Au cours du deuxième trimestre de 2016, les forces israéliennes ont nettement intensifié leurs attaques contre les civils palestiniens dans la bande de Gaza, ont révélé des données des Nations unies, qui craignent que cette violence ne compromette la viabilité du cessez-le-feu qui avait mis un terme à l’opération « Brodure protectrice », en 2014.

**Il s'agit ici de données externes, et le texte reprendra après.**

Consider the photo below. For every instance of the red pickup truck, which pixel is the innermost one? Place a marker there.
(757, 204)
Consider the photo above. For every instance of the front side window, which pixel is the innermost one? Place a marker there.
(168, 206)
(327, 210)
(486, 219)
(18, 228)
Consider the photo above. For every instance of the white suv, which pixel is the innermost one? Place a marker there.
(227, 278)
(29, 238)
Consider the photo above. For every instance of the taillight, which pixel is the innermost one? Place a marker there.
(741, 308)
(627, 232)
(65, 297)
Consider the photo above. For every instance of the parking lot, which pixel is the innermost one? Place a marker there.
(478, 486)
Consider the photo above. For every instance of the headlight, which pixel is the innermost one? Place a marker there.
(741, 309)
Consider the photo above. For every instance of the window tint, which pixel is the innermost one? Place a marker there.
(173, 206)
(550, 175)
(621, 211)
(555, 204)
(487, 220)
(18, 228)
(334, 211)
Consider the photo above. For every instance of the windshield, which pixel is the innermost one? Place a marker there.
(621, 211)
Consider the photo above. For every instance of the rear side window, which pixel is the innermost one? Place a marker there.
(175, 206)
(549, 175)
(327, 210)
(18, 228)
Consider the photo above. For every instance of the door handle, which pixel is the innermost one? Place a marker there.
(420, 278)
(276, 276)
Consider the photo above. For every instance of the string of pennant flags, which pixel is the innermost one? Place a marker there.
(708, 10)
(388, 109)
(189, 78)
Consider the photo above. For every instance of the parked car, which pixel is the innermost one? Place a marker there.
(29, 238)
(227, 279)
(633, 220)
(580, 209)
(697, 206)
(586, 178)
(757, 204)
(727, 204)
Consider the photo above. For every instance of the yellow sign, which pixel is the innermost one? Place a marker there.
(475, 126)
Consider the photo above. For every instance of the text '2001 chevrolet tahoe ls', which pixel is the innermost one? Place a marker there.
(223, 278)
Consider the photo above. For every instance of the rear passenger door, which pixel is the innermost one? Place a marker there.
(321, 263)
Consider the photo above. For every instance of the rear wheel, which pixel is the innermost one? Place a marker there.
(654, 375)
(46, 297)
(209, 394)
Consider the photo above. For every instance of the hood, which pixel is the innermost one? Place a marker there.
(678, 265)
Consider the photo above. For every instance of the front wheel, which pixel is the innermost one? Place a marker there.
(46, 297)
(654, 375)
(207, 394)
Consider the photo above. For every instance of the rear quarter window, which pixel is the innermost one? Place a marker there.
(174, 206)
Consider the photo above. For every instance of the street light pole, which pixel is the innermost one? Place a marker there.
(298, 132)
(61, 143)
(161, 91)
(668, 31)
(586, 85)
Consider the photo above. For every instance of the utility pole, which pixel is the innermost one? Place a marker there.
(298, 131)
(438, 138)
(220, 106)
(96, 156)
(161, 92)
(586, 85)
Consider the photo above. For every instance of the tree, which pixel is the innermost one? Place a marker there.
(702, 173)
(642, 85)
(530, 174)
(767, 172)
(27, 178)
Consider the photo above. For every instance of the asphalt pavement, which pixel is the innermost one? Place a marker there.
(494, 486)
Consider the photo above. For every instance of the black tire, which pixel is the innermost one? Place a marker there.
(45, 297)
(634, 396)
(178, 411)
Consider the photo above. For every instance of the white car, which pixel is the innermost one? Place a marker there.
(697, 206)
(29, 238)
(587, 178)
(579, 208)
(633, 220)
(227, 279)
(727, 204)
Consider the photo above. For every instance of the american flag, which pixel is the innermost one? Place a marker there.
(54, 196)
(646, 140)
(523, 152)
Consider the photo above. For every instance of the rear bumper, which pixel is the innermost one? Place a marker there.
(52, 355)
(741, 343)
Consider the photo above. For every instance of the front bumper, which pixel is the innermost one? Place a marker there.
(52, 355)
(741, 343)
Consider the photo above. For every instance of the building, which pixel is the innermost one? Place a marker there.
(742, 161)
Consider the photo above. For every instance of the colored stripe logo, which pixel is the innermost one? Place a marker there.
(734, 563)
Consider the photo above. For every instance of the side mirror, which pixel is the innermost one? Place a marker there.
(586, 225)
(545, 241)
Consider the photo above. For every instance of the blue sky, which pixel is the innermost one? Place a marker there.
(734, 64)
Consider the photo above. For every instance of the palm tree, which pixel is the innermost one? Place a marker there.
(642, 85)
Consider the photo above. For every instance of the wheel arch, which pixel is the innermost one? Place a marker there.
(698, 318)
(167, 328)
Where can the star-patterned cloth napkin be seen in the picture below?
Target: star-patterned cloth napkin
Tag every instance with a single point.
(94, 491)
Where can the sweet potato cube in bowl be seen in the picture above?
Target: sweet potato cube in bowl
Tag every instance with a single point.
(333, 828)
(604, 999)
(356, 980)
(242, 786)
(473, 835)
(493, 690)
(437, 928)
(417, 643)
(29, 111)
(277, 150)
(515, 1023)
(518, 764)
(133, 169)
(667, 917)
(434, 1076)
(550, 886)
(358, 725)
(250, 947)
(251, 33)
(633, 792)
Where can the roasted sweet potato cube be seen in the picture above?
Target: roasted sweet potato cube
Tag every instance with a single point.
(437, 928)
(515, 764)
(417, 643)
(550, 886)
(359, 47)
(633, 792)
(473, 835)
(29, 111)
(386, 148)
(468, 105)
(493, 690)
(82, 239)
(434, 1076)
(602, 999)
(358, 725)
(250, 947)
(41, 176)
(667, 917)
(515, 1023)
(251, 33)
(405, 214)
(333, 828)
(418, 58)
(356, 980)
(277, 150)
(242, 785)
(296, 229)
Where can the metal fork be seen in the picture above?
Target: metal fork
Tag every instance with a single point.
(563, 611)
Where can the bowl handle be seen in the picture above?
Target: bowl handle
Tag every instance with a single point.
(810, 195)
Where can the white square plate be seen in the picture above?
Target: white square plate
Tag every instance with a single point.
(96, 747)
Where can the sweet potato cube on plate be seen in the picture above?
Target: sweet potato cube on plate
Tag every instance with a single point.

Un pêcheur palestinien derrière son étal à Rafah, Gaza.

Entre avril et juin, il y a eu par mois une moyenne de plus de 90 tirs des forces israéliennes à Gaza, dans ce qu’on appelle les zones d’accès restreint (ZAR) – 60 sur terre et 30 en mer. C’est plus du double de la moyenne équivalente pour les six derniers mois de 2015.

Les forces israéliennes s’en sont surtout prises aux fermiers, aux pêcheurs et à d’autres civils, dans ces ZAR de Gaza. Comme le mentionnaient les Nations unies en juillet, les restrictions d’accès unilatéralement imposées par Israël sont « appliquées par des tirs directs ou de mise en garde à balles réelles, des destruction de biens, des arrestations ou des confiscations d’équipement. »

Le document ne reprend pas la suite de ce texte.